A pesquisa que a psicóloga Karen Esber fez junto aos autores de violências revelou boas pistas de como podemos proteger nossas crianças e adolescentes. Esses autores de violência sexual evidenciaram que, em uma relação de obediência cega às ordens de adultos, as crianças comumente guardam segredos acerca da violência a que estão sendo submetidas. Ao final de seu trabalho de investigação Esber faz o seguinte alerta:
“É urgente, portanto, reforçar a ideia da criança como sujeito de direitos, amplamente preconizado pelo Estatuto da Criança e do Adolescente. Concebê-la como tal não deve significar a perda do “poder” do adulto,(...) mas sim que ela deva ser educada para dar respeito e também receber respeito – o que é muito diferente da obediência cega comumente preconizada pelas famílias. A criança deve, portanto, ser orientada de que adulto nenhum está autorizado a cometer qualquer tipo de violação de direitos” ( p.195).

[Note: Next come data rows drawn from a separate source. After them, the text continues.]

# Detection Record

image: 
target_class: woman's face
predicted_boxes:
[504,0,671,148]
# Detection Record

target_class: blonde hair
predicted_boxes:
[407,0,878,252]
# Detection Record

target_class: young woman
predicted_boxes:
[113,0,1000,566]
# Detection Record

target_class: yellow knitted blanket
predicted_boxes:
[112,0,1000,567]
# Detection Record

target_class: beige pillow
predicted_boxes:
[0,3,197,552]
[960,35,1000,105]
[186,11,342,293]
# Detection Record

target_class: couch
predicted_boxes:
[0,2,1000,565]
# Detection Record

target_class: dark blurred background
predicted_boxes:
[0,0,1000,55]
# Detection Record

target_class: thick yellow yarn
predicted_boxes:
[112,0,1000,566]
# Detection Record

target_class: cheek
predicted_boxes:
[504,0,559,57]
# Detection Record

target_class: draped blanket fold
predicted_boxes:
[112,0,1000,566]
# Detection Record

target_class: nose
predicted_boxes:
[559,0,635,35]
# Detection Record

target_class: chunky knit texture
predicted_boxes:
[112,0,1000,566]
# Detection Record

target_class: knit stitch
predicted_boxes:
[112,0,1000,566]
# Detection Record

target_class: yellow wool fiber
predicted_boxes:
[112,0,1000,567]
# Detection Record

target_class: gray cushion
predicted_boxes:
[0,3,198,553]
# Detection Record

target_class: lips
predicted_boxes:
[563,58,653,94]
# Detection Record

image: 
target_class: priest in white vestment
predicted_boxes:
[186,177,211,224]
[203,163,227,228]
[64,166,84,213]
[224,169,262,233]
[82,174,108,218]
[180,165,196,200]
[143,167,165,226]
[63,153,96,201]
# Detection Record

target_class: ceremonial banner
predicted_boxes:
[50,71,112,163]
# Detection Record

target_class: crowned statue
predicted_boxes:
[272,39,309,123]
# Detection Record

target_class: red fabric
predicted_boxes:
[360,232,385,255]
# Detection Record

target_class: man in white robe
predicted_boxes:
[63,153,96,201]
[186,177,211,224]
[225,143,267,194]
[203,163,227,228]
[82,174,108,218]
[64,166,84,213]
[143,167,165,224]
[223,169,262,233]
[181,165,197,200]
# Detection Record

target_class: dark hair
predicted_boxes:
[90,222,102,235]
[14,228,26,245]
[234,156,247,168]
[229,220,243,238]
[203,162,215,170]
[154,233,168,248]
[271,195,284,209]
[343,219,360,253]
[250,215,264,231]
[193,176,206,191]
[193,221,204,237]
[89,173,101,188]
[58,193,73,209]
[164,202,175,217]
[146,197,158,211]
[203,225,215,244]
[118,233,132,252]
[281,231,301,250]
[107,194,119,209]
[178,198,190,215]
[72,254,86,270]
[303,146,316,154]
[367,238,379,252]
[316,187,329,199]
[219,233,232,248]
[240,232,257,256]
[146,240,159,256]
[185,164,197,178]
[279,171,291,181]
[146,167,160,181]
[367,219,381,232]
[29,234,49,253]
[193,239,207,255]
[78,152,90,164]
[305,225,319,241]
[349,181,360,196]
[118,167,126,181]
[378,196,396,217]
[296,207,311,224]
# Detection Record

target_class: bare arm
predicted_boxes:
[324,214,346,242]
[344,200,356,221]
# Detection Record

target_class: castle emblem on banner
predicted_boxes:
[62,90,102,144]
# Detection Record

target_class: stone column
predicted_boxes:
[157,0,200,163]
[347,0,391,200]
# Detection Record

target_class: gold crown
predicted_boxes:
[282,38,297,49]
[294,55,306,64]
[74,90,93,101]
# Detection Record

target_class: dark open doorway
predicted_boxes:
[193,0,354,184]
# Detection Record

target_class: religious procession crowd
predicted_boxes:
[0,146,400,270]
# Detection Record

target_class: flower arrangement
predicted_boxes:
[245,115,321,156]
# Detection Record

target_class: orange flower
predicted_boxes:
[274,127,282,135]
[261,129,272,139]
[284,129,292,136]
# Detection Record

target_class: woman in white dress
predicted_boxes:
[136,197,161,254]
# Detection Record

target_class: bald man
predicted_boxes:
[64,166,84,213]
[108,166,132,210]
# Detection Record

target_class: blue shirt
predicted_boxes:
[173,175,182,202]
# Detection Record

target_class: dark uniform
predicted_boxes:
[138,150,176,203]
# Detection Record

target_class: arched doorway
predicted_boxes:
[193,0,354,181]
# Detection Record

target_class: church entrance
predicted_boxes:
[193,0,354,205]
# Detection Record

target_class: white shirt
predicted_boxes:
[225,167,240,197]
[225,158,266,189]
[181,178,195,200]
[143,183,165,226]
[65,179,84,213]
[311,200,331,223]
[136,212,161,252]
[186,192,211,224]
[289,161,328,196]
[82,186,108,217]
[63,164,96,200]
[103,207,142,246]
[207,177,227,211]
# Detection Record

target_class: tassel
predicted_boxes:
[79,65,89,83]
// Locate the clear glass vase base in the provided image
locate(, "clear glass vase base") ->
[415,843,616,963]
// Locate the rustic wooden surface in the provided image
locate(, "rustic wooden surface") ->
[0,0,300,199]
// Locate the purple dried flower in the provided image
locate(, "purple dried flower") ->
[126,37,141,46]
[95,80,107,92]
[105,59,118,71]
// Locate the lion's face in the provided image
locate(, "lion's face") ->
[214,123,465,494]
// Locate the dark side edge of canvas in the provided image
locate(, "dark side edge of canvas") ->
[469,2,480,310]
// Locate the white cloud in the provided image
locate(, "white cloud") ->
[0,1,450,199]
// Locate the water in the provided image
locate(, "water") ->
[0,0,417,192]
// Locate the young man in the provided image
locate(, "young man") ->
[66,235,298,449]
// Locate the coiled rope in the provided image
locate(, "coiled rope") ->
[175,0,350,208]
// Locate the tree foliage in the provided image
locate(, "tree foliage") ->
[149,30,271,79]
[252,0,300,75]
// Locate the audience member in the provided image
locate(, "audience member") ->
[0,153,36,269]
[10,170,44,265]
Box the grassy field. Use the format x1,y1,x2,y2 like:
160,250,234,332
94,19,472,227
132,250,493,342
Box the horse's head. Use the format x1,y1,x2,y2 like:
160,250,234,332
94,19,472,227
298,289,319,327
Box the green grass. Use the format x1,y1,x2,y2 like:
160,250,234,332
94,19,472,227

A criança e o adolescente não tem que aprender a obedecerem os adultos. Temos que ensiná-las a respeitar os adultos, mas somente os que são realmente respeitáveis! Temos que ensiná-las a discernir o que é uma ordem justa de uma injusta. Essa última jamais deverá ser obedecida, pois desde cedo a criança precisa aprender a fazer escolhas e a se proteger e proteger os demais (Cida Alves).
VEJA ABAIXO O PENSAMENTO DE UM DOS PRECURSORES DA EDUCAÇÃO PARA PAZ
“(...) não posso dizer a meus alunos que a única maneira de amar a lei é obedecê-la. Só posso lhes dizer que devem honrar a lei dos homens de forma que as cumpram quando sejam justas ( isto é, quando são a força do fraco); quando virem, ao contrário, que não são justas (isto é, quando sancionam o abuso do forte), terão de lutar para mudá-la” (MILANI, apud JARES, 2002, p 74).
Milani defende o princípio educativo da soberania individual, ou seja, a necessidade de incentivar a autonomia individual em vez da obediência cega, maneira tal que “cada um se sinta responsável por tudo” (MILANI, apud JARES, 2002, p 74).
Veja mais sobre os princípios da Educação Para Paz AQUI
Os dois princípios fundantes da Educação para a Paz:
- A recusa da violência como forma de resolver os conflitos
- A busca da coerência entre os fins e os meios
*exceto nos casos que em o autor de violência tenha um transtorno mental associado. Casos como esses representam uma pequena parcela do total, algumas pesquisas estimam que atinjam apenas 10%.
Fonte: ESBER, Karen Michel. Autores de violência sexual contra crianças e adolescentes/Karen Michel Esber – Goiânia: Cânone Editorial, 2009.